Kejaksaan Agung (Kejagung) telah mengungkap temuan terkait proses blending bahan bakar minyak (BBM) oleh Pertamina. Menurut Kejagung, pencampuran BBM yang seharusnya dilakukan oleh Kilang Pertamina Internasional (KPI) ternyata melibatkan pihak swasta dalam prosesnya. Hal ini dianggap menyalahi prosedur yang telah ditetapkan.

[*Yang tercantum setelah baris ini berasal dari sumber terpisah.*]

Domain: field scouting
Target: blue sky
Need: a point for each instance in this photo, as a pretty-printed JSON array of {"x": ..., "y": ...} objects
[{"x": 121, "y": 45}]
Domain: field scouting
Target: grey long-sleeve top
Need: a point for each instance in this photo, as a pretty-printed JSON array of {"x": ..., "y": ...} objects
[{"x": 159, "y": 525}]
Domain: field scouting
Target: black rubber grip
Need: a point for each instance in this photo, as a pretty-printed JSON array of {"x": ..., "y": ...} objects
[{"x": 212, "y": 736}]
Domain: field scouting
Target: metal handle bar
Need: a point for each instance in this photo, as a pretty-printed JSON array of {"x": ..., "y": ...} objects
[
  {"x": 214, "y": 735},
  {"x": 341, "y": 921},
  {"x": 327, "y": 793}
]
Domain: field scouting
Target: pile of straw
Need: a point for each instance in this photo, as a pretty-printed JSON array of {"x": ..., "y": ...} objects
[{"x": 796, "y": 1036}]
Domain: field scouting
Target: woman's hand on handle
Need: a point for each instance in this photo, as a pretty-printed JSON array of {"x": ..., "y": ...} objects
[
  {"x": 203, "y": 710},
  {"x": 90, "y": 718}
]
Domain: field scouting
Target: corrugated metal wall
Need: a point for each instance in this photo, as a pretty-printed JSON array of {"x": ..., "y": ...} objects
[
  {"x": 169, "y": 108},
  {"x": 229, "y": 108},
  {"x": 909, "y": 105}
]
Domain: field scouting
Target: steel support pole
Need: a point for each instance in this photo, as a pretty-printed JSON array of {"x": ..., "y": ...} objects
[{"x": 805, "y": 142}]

Proses blending BBM bertujuan untuk mendapatkan kadar oktan yang sesuai dengan spesifikasi yang diinginkan. Namun, dalam kasus ini, ditemukan bahwa BBM jenis Pertalite (RON 90) dicampur dengan Pertamax (RON 92) oleh pejabat PT Pertamina Patra Niaga. Hasil pencampuran ini kemudian dijual sebagai Pertamax, yang dianggap sebagai tindakan pengoplosan dan menyalahi prosedur resmi.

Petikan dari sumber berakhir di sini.